The Commission stated that Mugala was not a threat to anyone or any property at the time he was shot dead.
“In this case, Frank was killed by one of the Zambia Police Officers who were deployed to attend to the reported protest in Kabanana area in Lusaka. The deceased juvenile was from school during the material time of meeting his death and was not part of any protesting group. From scientific examination of his body after his death, he was shot from the back, a clear indication that he was not advancing towards the police. Hence, he was not in any way a threat to anyone or any property at the time he was shot dead,” the report read.
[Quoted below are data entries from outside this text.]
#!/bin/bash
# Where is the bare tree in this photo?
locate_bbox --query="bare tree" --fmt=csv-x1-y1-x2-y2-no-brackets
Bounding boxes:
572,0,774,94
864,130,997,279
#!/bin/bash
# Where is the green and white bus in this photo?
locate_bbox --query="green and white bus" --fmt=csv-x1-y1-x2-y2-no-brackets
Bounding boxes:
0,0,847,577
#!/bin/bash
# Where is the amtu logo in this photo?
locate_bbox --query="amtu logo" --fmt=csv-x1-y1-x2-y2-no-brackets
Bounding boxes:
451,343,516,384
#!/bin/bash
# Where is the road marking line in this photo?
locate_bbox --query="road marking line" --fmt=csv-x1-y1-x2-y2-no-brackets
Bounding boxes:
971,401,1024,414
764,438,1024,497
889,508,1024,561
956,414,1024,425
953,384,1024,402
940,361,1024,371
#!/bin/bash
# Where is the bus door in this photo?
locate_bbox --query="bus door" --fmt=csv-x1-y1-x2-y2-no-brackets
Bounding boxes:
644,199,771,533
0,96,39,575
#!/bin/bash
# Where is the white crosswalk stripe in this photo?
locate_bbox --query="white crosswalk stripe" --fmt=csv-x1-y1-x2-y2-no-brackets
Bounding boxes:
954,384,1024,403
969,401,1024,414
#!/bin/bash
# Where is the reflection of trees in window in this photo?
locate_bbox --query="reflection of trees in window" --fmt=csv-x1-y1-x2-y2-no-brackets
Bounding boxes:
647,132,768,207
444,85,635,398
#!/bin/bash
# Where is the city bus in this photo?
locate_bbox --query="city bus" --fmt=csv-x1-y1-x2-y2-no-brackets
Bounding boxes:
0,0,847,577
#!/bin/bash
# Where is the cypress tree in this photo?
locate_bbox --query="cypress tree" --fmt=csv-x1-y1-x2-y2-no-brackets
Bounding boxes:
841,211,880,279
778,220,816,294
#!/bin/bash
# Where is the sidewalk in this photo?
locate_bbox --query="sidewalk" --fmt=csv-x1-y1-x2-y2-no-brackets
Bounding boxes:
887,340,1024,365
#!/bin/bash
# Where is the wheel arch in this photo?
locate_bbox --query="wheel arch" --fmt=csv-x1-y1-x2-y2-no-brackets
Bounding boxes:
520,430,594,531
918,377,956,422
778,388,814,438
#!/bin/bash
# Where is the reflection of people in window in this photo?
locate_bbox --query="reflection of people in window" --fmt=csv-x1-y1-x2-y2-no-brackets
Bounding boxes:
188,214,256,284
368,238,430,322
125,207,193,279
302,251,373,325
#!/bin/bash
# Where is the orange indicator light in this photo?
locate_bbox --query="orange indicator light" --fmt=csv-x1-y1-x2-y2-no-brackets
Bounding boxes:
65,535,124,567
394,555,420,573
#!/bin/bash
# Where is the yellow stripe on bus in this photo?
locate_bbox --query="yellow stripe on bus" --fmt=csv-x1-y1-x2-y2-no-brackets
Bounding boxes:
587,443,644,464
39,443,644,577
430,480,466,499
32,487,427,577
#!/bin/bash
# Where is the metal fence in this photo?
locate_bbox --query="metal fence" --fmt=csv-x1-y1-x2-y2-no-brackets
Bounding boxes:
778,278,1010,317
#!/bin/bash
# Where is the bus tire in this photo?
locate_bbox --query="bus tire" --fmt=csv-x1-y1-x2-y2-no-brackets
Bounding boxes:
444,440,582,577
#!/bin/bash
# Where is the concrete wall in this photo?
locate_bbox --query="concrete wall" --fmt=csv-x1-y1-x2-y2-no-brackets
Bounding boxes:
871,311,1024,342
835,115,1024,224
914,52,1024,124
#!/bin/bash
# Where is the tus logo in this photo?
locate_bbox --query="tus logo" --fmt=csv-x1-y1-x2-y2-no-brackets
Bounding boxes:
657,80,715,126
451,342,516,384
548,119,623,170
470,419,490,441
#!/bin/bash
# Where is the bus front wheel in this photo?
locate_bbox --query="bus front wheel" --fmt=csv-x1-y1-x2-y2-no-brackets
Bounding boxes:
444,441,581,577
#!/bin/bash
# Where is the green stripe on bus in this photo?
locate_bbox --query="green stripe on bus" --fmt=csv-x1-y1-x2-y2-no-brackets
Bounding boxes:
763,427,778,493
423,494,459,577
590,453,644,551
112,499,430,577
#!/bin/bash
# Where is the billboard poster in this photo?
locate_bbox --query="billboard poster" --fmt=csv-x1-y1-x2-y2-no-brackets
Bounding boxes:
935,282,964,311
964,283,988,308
“The use of live ammunition in a high-density township, to scare away unarmed protestors constituted an act of recklessness, negligent and unprofessionalism by the police. It is the Commission’s well considered opinion that the shooting to death of the juvenile in question cannot be reasonably justified and does not fall within the legally permissible circumstances under which the deprivation of life may not be deemed as a violation of the right to life. Having reviewed the totality of the evidence, it is the firm and fair finding of the Commission that Frank Mugala was brutally shot dead by a state agent in the name of a police officer in gross deprivation of his right to life. The Commission wishes to take this opportunity to make a general comment. The Commission has observed with a deep sense of regret a growing, systemic or pattern of cases of extra-judicial killings of individuals by the Zambia Police Service, without state remedial measures, through the so called stray bullets. This is extremely sad. It down plays the sanctity of life and give an impression that law enforcement officers can take away one’s life without being sanctioned.”
The Commission recommended that the State should compensate the deceased’s family for the loss of life occasioned by the reckless conduct of its agents.
“While the state authorities and the police command are on record that it does note please them to see officers being indicted or punished for acts arising out of their official duty, the Commission calls for justice to be done by among other measures, ensuring that perpetrators of human rights violations are punished in accordance with the law. Whims or feelings of individuals should not be allowed to obstruct the course of justice and create a culture of impunity in violating human rights by state agents. To this end, the Police command must own up and take administrative or any other action against the officer/s involved in order to end impunity. That in the event that the Police Command does not take any action, an inquest should be held in line with the provisions of Sections 4 and 28 (1) (c) of the Inquests Act, Chapter 36 of the Laws of Zambia in order to establish the identity of the officer responsible for the shooting to death of Frank Mugala to allow for appropriate criminal charges,” stated Mwandenga.
“Further, the police command has an obligation to avail suspected police officers in the commission of crime so that they are subjected to the due process of the law in cases where victims of the deceased decide to take the matter before the courts of law and pursue criminal charges. The State should compensate the deceased’s family for the loss of life occasioned by the reckless conduct of its agents (Zambia Police Officers). In the event that such compensation is not made within a reasonable time, the family of the late Frank Mugala should consider instituting civil proceedings against the State.”